The sequence is defined of rational numbers $a_1,a_2,a_3,...$. Let $a_1=1$ and $a_{n+1}=a_n/4+3/4$. What are the numbers $a_1,a_2,a_3,...$ ?
What I've done:
$a_1=1$
for $n=1$ we have $a_{n+1}=a_2=a_1/4+3/4=1$
for $n=2$ we have $a_{n+1}=a_3=a_2/4+3/4=1$
Therefore the sequence consists of the numbers $1,1,1,...$
I have two questions.
1) Is it correct or am I misunderstanding something?
2) How would I go about finding $a_n$?
Claim: for every $n \in \mathbb{N}$; we have: $a_n=1$ .
Proof by induction: suppose that the assertion holds for $k=n$;
i.e. $a_n=1$ ; then one can see that
$$a_{n+1}=\dfrac{a_n}{4}+\dfrac{3}{4}=\dfrac{1}{4}+\dfrac{3}{4}=1;$$
so the assertion also holds for $k=n+1$.
Let $A \in \mathbb{R}$ be arbitrery, and let $a_1=A$;
Claim: for every $n \in \mathbb{N}$; we have: $a_n=\dfrac{A-1}{4^{n-1}}+1$ .
Proof by induction: suppose that the assertion holds for $k=n$;
i.e. $a_n=\dfrac{A-1}{4^{n-1}}+1$ ; then one can see that
$$a_{n+1}=\dfrac{a_n}{4}+\dfrac{3}{4}=\dfrac{\dfrac{A-1}{4^{n-1}}+1}{4}+\dfrac{3}{4}=
\dfrac{A-1}{4^{n}}+\dfrac{1}{4}+\dfrac{3}{4}
=
\dfrac{A-1}{4^{n}}+1
;
$$
so the assertion also holds for $k=n+1$.
Second proof: Let's define $b_n=a_n-1$, so we get the second sequence as follows:
$$ b_0=A-1 \ \ \ \ \text{and} \ \ \ \ b_n=\dfrac{b_n}{4} ; $$
one can see easilly that $b_n=\dfrac{A-1}{4^{n-1}}$, so we can conclude $a_n=\dfrac{A-1}{4^{n-1}}+1$ .
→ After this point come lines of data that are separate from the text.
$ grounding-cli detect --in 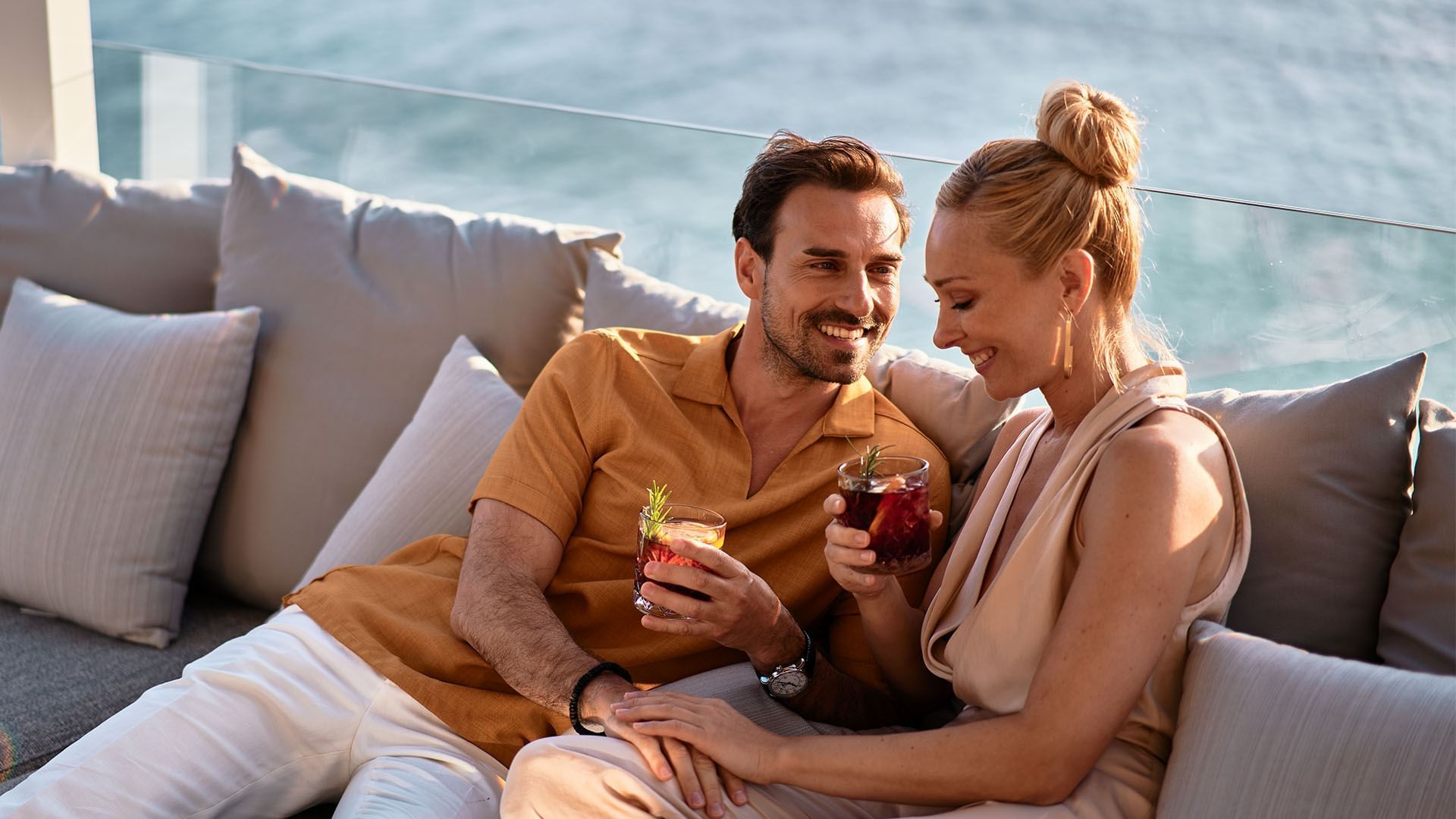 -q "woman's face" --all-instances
[924,210,1065,400]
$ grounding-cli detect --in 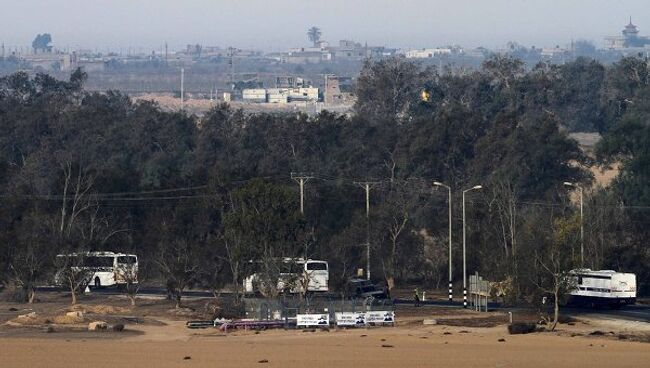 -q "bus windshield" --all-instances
[117,256,137,264]
[307,262,327,271]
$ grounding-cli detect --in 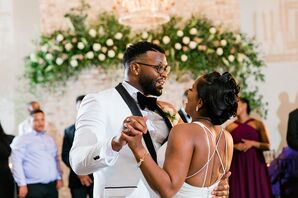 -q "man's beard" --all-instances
[139,75,162,96]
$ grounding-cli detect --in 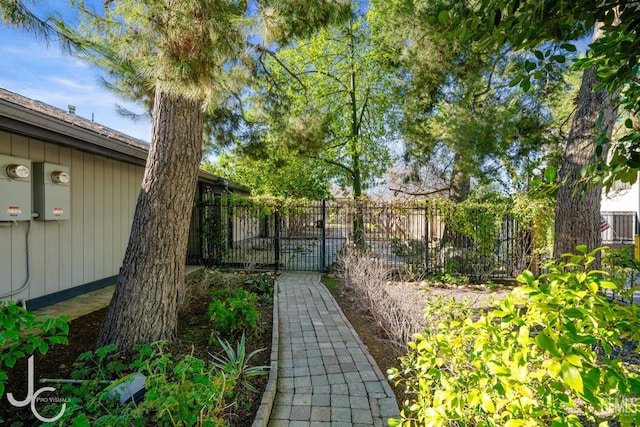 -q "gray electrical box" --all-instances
[33,163,71,221]
[0,154,31,221]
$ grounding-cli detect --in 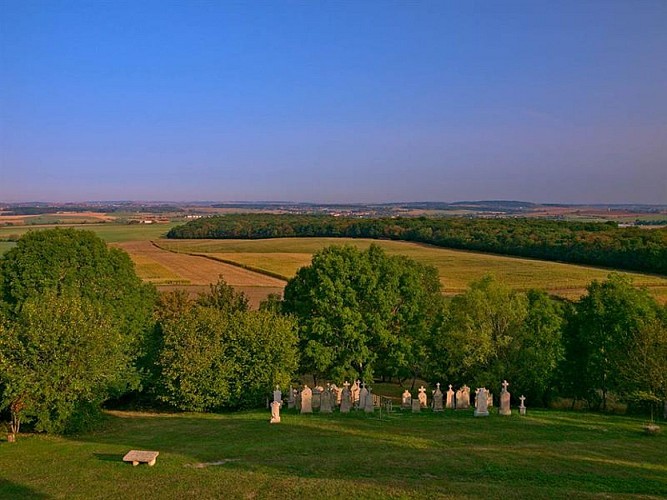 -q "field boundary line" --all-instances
[151,240,290,282]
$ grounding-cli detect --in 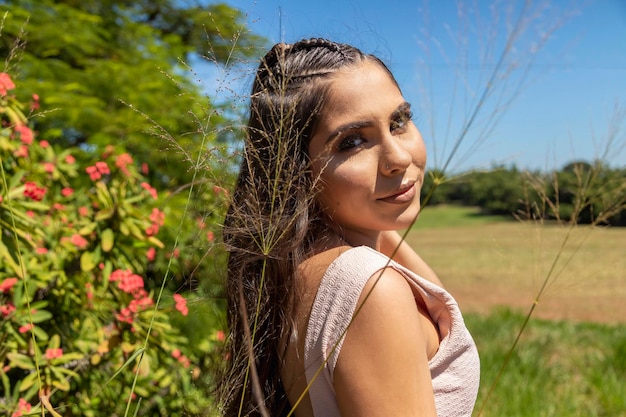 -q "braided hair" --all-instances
[218,38,393,417]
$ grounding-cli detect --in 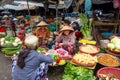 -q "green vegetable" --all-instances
[107,43,115,50]
[62,62,96,80]
[2,46,22,55]
[80,13,92,39]
[54,55,60,60]
[37,47,46,52]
To find $a_n$, express the given recurrence equation as: $$a_{n+1}-1=\frac{1}{4}(a_n-1), a_1=1$$ Denoting $b_n=a_n-1, b_1=a_1-1=0$ results in: $$b_{n+1}=\frac14b_n \Rightarrow b_n=b_1\cdot \left(\frac14\right)^{n-1}=0.$$ Hence: $$0=b_n=a_n-1 \Rightarrow a_n=1.$$
I have previously developed a general solution for all problems of the type $a_n=Aa_{n-1}+B$, as shown here. This solution is a bit more complicated than the others preferred here, but again, it applies to any such problem and the work is already done. The solution was shown to be
$$a_n=\frac{[(A-1)a_0+B]A^n-B}{A-1}$$
and you can readily show that $a_n=1 ~\forall ~n$ in the present case.